I met Asha again a month later, at the Western Court parliamentary guest house in Delhi, where she had been allowed to stay with her daughter at Om Prakash Yadav’s recommendation. “I have come to Delhi with one thing in mind, and that is to move the CBI,” she said. The Bihar government had sent a request for the CBI to take over the investigation, but the agency had not yet taken up the case. When she got to the capital, Asha said, she learnt that the Bihar government’s letter had not yet reached the CBI office. “This time will give the accused an edge, and they will comfortably destroy all evidence, whatever was left,” she said. “This delay will destroy my husband’s case.”

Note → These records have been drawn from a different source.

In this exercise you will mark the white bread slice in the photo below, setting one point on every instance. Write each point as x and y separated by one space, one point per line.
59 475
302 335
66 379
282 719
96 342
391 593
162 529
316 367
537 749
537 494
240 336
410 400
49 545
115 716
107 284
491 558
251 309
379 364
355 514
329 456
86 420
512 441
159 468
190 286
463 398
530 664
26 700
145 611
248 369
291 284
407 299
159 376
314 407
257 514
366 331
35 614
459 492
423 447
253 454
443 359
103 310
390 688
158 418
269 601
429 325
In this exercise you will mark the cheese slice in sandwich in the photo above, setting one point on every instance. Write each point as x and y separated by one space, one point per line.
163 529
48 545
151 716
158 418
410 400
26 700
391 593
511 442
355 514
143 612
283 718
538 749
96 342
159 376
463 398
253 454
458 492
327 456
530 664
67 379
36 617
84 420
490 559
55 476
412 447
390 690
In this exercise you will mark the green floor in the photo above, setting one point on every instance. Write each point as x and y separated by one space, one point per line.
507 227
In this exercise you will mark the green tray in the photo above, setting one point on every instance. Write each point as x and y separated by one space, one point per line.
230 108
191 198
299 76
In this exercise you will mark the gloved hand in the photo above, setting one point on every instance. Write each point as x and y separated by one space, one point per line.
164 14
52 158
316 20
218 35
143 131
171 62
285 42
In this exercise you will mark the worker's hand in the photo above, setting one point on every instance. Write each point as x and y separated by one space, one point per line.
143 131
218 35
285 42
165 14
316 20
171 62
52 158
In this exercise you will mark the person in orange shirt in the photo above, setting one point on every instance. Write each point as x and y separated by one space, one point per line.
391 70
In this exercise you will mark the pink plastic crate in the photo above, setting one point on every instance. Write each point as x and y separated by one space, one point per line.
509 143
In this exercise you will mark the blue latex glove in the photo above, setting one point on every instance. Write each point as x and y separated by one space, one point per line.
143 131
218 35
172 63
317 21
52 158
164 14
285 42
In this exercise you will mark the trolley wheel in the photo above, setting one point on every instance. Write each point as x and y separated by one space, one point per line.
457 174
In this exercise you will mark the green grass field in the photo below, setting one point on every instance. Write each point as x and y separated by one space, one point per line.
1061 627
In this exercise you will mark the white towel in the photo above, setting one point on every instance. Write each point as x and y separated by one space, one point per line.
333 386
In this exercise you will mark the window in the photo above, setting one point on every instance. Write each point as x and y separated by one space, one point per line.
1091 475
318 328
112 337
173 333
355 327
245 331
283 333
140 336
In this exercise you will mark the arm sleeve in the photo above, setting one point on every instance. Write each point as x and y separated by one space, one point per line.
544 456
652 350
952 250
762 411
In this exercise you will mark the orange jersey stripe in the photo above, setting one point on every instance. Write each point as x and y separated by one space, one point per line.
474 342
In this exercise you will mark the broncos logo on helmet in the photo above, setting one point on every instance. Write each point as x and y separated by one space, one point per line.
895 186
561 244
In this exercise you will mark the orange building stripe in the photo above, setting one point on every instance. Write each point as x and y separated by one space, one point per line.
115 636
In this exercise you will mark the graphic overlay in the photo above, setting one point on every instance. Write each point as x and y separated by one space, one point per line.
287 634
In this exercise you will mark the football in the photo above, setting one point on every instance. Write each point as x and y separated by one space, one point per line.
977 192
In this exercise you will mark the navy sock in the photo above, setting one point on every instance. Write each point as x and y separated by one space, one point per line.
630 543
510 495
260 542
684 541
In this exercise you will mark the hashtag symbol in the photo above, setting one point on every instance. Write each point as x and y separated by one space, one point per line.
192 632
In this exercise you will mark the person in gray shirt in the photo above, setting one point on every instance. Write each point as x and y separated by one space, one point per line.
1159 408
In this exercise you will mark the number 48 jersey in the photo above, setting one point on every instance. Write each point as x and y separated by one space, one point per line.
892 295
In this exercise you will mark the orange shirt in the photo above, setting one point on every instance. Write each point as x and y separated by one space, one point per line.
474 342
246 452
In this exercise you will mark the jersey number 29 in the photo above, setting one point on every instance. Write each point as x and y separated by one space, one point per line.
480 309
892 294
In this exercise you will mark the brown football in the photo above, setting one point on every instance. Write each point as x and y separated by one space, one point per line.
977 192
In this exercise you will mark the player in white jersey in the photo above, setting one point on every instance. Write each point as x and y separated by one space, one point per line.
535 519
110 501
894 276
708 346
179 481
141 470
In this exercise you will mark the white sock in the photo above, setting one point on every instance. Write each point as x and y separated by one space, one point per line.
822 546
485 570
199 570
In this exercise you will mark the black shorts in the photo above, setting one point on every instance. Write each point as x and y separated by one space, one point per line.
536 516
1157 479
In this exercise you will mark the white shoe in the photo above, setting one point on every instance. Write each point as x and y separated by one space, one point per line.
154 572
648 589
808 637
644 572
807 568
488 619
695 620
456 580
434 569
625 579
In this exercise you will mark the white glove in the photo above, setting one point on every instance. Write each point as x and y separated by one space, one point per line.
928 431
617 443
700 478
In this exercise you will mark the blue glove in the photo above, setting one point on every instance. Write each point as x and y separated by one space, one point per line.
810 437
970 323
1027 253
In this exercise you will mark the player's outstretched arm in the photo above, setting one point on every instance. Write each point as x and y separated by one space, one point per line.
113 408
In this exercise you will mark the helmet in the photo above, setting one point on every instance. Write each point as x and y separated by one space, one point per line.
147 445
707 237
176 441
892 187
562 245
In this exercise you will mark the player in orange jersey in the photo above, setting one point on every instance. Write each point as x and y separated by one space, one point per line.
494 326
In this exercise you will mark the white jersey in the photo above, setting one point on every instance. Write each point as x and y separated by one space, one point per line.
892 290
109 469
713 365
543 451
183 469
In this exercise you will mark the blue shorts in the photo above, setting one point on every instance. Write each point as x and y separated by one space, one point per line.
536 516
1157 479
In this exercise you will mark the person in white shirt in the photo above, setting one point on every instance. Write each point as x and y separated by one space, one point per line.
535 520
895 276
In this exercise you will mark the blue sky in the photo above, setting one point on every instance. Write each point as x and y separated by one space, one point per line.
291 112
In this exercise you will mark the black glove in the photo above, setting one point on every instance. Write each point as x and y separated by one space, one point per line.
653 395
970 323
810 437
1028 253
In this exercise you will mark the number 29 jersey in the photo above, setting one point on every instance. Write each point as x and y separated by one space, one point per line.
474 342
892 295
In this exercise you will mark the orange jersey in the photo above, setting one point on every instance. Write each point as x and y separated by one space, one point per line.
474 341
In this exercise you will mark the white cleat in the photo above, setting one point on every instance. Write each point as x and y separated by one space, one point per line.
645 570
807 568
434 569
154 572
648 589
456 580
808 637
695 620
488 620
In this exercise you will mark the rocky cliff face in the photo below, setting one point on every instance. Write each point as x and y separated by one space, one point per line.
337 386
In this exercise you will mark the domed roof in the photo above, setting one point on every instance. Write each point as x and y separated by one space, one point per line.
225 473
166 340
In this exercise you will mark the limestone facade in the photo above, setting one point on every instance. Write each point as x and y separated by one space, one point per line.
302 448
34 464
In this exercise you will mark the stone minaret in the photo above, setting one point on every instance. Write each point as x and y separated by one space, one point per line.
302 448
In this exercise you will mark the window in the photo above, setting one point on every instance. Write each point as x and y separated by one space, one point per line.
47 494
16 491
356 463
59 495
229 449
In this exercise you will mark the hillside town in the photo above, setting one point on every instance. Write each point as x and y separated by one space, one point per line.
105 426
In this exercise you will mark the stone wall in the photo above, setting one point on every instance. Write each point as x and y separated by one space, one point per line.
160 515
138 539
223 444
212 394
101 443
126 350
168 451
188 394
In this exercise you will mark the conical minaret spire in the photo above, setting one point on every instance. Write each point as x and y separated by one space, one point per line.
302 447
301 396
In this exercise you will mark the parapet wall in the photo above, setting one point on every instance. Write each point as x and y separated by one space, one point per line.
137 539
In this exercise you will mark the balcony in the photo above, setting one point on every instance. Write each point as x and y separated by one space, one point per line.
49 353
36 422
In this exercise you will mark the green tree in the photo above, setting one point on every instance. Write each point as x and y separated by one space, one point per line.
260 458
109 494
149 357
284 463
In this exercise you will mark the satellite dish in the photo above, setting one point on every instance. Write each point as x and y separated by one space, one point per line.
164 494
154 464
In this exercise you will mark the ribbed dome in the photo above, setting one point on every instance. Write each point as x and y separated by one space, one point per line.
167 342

Asha had met Rajnath Singh, the union home minister, just a couple of days earlier, on 7 September, and he had assured her, she said, “that the case will move fast and that CBI will start investigating the matter soon.” The meeting, too, had been arranged by Yadav. That same evening, she heard the news that Shahabuddin had been granted bail in the second case, and would soon be released. “It will be a face-to-face fight now,” she told me. “I am not scared anymore because I have nothing to lose. I have already lost my husband.”
Asha was disappointed with the coverage of the case. “Media in Delhi is also different,” she said. “Something that happens in Siwan does not affect people here in Delhi. Look at the newspaper that my husband worked for, Hindustan. They have carried the news of Shahabuddin’s bail in eight columns as a lead story, but there is not a single line about my meeting with Rajnath Singh.” Ranjan, she said, “was one of them. He died while working, and this is what they are doing to me. I needed their support, and they have no space for the person who filled their paper with his stories for so many years.”
I last heard from Asha in mid November, when she called me to ask if I had the number of the chairperson of HT Media. “I want to ask her if she has any place for a woman correspondent in Siwan,” Asha said. “I want to carry forward my husband’s work here and work as a local journalist.”
I told her how, when I spoke to Om Prakash Yadav, he had praised her courage and said that a woman like her should join politics. Asha said that neither she nor her husband had ever contemplated entering politics, but she was beginning to understand its importance. Without political power, even a simple task like making case files of her husband’s murder move from one table to another was a struggle. Therefore, she said, “I might consider joining a political party if given a good opportunity.” She added, “My journey to seek justice for my husband has taught me that power is very important.”
A photo caption in an earlier version of this story did not specify that the image showed a reconstruction of the crime scene by the Central Bureau of Investigation, and not the crime scene. The Caravan regrets the error.